Con l'espressione abuso del diritto si indica l'esercizio anormale di un diritto soggettivo.
Nel nostro ordinamento giuridico non esiste alcuna norma di carattere generale che vieta l'abuso del diritto.
E' stata la Suprema Corte, Sezione Tributaria Civile, che con la Sentenza del 13 maggio 2009 n.10981, ha puntualizzato il concetto del cosiddetto "Divieto di abuso del diritto".
Questo pronunziato sancisce che "il divieto di abuso del diritto si traduce in un principio generale antielusivo, il quale preclude al contribuente il conseguimento di vantaggi fiscali ottenuti mediante l'uso distorto, pur se non contrastante con alcuna specifica disposizione, di strumenti giuridici idonei ad ottenere un'agevolazione o un risparmio d'imposta, in difetto di ragioni economicamente apprezzabili che giustifichino l'operazione, diverse dalla mera aspettativa di quei benefici. Tale principio trova fondamento, in tema di tributi non armonizzati, nei principi costituzionali di capacità contributiva e di progressività dell'imposizione, e non contrasta con il principio della riserva di legge, non traducendosi nell'imposizione di obblighi patrimoniali non derivanti dalla legge stessa, bensì nel disconoscimento degli effetti abusivi di negozi posti in essere al solo scopo di eludere l'applicazione di norme fiscali. Esso comporta l'inopponibilità del negozio all'Amministrazione finanziaria, per ogni profilo di indebito vantaggio tributario che il contribuente pretenda di far discendere dall'operazione elusiva, anche diverso da quelli tipici eventualmente presi in considerazione da specifiche norme antielusive entrate in vigore in epoca successiva al compimento dell'operazione".
Ora una nuova sentenza (Cassazione 19 maggio 2010 n. 12249) precisa che la presenza di un contratto tipico tra le parti non esclude, in via generale l'abuso del diritto quando cela la natura abusiva dell'operazione, finalizzata ad ottenere importanti risparmi di imposta.

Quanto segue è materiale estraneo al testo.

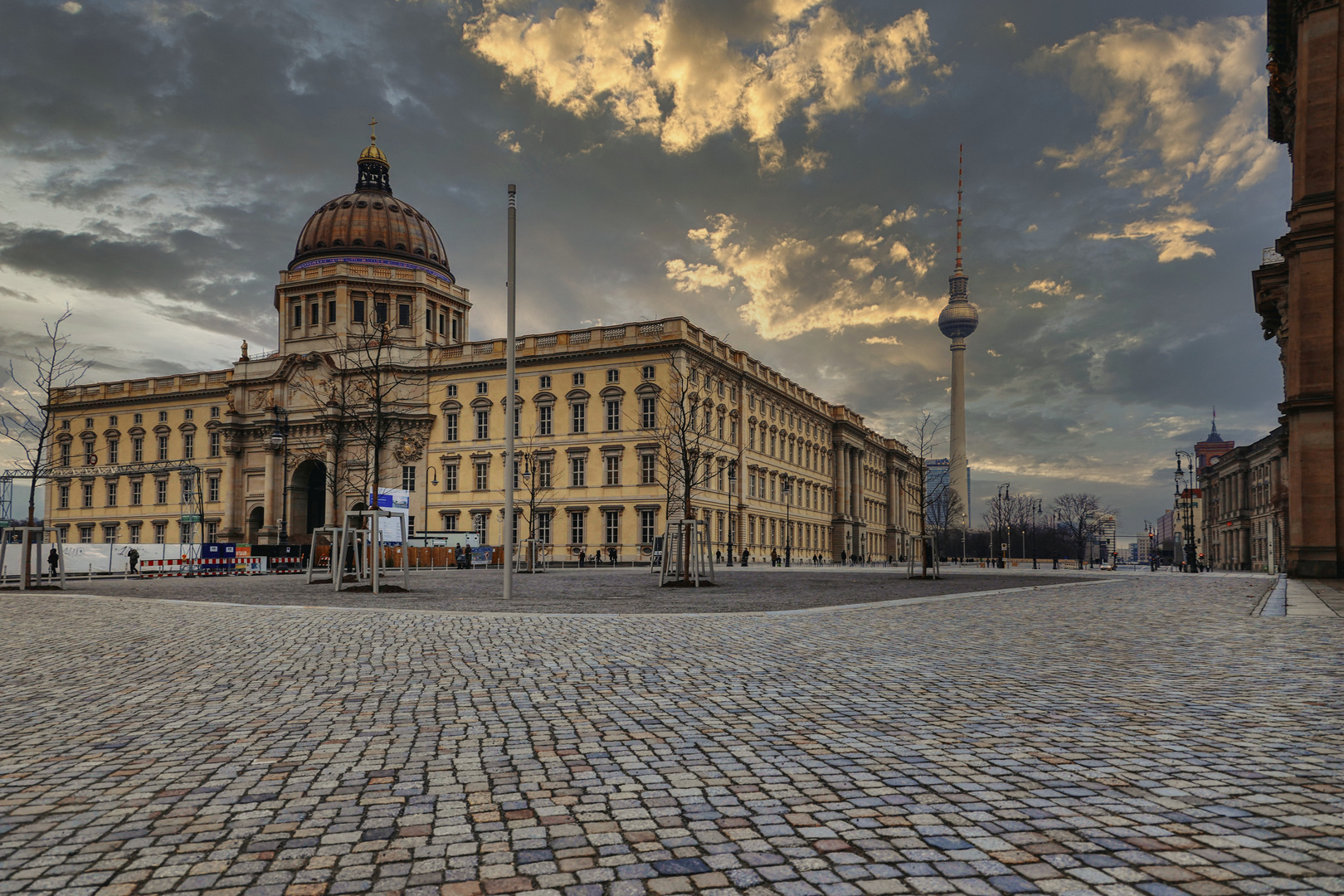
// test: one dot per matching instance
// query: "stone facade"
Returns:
(377, 382)
(1244, 507)
(1298, 286)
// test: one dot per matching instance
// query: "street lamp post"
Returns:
(1004, 497)
(280, 440)
(1187, 509)
(733, 494)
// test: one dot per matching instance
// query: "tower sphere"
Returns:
(958, 319)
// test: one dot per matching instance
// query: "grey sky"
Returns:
(782, 171)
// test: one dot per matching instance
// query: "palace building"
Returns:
(377, 383)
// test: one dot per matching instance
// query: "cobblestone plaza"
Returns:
(1127, 735)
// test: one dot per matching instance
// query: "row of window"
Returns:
(543, 382)
(138, 449)
(578, 419)
(138, 492)
(187, 414)
(437, 317)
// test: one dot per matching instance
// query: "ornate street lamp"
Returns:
(280, 440)
(733, 494)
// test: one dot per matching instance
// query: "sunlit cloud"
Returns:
(661, 71)
(1172, 234)
(796, 284)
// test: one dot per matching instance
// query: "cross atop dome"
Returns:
(374, 165)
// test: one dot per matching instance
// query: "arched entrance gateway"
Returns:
(307, 500)
(254, 522)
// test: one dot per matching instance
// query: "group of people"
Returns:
(597, 557)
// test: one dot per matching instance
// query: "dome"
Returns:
(371, 223)
(958, 319)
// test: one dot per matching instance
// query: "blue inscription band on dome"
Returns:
(364, 260)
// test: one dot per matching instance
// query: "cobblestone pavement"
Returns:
(1142, 735)
(602, 590)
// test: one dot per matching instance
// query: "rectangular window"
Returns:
(543, 528)
(577, 527)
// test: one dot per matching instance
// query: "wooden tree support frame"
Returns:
(686, 553)
(368, 544)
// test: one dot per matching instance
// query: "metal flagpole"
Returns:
(509, 397)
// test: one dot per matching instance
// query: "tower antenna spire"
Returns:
(960, 147)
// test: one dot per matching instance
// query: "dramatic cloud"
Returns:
(1175, 102)
(796, 285)
(671, 71)
(1172, 234)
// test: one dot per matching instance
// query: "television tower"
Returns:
(958, 320)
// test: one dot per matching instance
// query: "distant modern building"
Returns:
(937, 492)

Il fatto che ha determinato il contenzioso riguardava una società a responsabilità limitata che aveva concesso in comodato gratuito ad un'associazione sportiva con la stessa compagine sociale la gestione degli impianti sportivi.
L'associazione sportiva incassava le somme dagli iscritti che così non venivano tassate.

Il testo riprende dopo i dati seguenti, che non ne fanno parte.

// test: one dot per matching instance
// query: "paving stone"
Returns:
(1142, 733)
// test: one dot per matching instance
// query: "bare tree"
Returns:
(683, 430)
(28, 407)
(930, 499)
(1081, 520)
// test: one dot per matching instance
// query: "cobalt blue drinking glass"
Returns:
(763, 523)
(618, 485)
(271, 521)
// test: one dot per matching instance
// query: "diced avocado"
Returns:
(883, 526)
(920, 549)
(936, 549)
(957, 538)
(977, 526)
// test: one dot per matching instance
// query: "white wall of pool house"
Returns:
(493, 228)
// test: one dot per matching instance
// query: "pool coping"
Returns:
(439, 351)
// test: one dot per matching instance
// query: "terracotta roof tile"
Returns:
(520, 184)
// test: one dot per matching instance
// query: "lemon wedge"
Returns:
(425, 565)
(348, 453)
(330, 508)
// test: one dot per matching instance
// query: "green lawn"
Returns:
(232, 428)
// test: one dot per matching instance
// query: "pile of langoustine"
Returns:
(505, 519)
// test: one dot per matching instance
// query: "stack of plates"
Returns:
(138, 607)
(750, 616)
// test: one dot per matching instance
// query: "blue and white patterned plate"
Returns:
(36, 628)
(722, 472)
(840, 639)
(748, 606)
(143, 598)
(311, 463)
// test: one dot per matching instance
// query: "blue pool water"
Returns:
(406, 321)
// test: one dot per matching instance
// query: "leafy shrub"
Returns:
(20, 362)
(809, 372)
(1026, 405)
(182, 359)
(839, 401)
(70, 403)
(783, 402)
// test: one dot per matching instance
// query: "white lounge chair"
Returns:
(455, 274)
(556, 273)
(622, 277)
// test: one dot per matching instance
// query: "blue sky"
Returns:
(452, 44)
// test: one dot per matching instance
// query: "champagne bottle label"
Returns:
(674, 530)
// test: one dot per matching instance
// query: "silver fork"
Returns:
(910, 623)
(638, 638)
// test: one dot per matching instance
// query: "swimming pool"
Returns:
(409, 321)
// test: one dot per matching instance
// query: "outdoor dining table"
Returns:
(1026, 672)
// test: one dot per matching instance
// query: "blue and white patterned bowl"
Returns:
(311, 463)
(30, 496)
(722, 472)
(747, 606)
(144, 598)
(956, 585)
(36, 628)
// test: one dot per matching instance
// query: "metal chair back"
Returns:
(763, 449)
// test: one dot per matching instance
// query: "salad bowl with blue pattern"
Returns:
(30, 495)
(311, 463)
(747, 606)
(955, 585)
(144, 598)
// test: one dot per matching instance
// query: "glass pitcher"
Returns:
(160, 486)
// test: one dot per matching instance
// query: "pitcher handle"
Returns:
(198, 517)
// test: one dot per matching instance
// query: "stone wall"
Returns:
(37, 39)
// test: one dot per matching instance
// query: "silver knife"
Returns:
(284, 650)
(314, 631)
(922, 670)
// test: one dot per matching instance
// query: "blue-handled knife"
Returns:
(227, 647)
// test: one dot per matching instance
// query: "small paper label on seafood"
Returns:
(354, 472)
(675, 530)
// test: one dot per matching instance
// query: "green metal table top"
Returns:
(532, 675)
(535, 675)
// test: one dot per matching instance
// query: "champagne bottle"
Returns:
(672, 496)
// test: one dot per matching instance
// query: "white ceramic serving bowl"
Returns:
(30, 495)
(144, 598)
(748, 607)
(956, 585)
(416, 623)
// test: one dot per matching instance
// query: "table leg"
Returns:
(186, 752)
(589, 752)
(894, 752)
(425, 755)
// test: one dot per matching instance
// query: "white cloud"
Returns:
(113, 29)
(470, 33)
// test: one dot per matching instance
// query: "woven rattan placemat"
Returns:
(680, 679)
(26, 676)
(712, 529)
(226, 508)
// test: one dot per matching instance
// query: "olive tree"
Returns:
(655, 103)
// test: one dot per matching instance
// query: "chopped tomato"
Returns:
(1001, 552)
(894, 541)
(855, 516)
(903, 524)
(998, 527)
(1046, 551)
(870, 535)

Secondo la commissione provinciale e secondo quella regionale non si poteva sindacare un contratto tipico privo di per sé di finalità illecite.
La cassazione invece ha ritenuto rilevanti le giustificazioni economiche che sostengono una certa operazione, non la tipologia contrattuale utilizzata.

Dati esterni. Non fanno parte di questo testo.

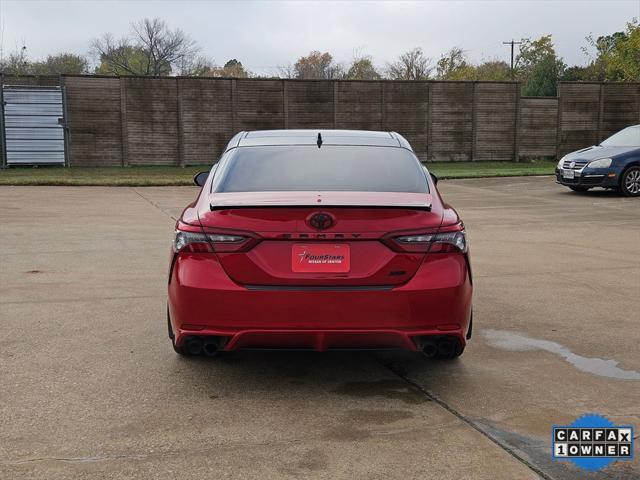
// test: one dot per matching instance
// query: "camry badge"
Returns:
(321, 221)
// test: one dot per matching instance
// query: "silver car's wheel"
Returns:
(630, 182)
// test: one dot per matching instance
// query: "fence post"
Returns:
(123, 123)
(180, 124)
(474, 130)
(335, 104)
(600, 112)
(383, 113)
(3, 149)
(429, 120)
(285, 102)
(559, 123)
(516, 133)
(65, 116)
(234, 106)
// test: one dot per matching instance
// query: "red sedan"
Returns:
(319, 240)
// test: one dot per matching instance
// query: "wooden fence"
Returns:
(115, 121)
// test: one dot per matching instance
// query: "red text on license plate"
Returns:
(320, 257)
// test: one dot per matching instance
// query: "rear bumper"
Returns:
(589, 178)
(203, 300)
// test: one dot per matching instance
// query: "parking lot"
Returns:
(92, 388)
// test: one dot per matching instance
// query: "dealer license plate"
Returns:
(320, 258)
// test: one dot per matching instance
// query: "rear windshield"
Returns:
(330, 168)
(629, 137)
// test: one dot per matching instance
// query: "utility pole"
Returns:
(513, 44)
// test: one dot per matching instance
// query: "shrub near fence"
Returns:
(187, 121)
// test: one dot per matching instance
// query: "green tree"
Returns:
(411, 65)
(623, 54)
(493, 70)
(538, 67)
(543, 77)
(233, 68)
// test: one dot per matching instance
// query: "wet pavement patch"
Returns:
(377, 417)
(518, 342)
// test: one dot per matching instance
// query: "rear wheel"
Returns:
(630, 182)
(577, 188)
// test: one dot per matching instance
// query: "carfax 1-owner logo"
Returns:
(592, 442)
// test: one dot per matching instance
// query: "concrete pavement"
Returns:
(92, 389)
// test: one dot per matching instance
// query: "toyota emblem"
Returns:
(321, 221)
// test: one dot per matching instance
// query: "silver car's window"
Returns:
(629, 137)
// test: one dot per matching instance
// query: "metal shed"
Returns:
(33, 120)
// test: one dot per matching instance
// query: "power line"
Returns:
(513, 44)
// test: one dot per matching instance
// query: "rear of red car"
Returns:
(319, 247)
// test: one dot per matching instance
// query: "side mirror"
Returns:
(200, 178)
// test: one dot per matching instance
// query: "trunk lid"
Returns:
(282, 220)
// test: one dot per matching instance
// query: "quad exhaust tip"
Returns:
(439, 347)
(207, 346)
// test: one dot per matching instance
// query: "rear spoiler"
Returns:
(426, 206)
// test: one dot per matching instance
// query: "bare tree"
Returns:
(287, 71)
(152, 48)
(318, 65)
(411, 65)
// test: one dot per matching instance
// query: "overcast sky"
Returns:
(266, 34)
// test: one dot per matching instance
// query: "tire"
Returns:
(579, 188)
(630, 182)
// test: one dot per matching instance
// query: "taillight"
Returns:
(432, 242)
(189, 240)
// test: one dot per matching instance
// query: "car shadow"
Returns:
(355, 374)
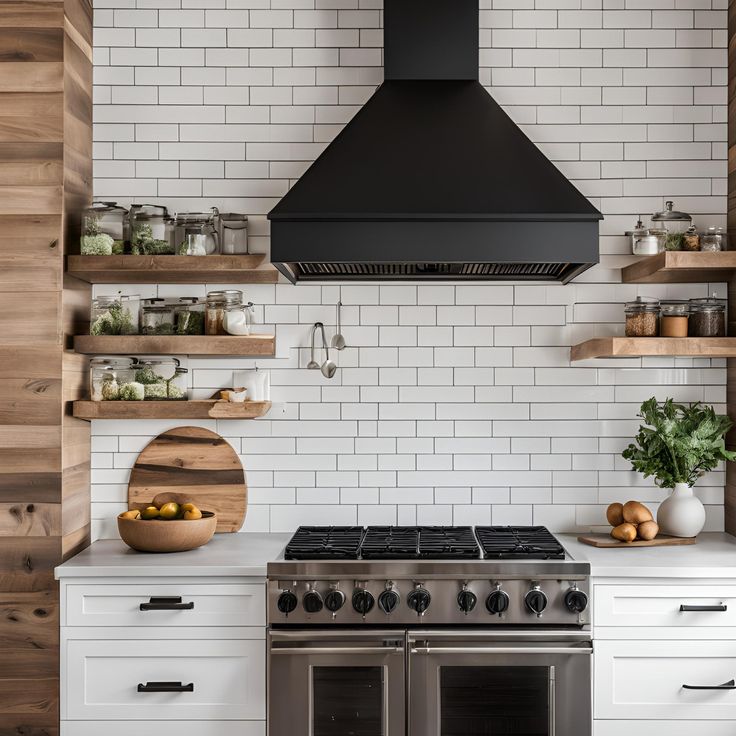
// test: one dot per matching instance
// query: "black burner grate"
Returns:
(519, 542)
(324, 542)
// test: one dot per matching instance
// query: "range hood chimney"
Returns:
(431, 180)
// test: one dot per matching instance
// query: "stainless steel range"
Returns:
(428, 631)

Fino ad oggi la suprema corte si era spinta a qualificare come abuso del diritto comportamenti o operazioni volti a evitare l'imposizione o contratti atipici.
Ora si è incluso nella fattispecie l'utilizzo di negozi tipici ritenuti privi di reale giustificazione economica e quindi ritenuti simulati.
Secondo la corte inoltre la prova dell'effettiva economicità deve gravare sul contribuente.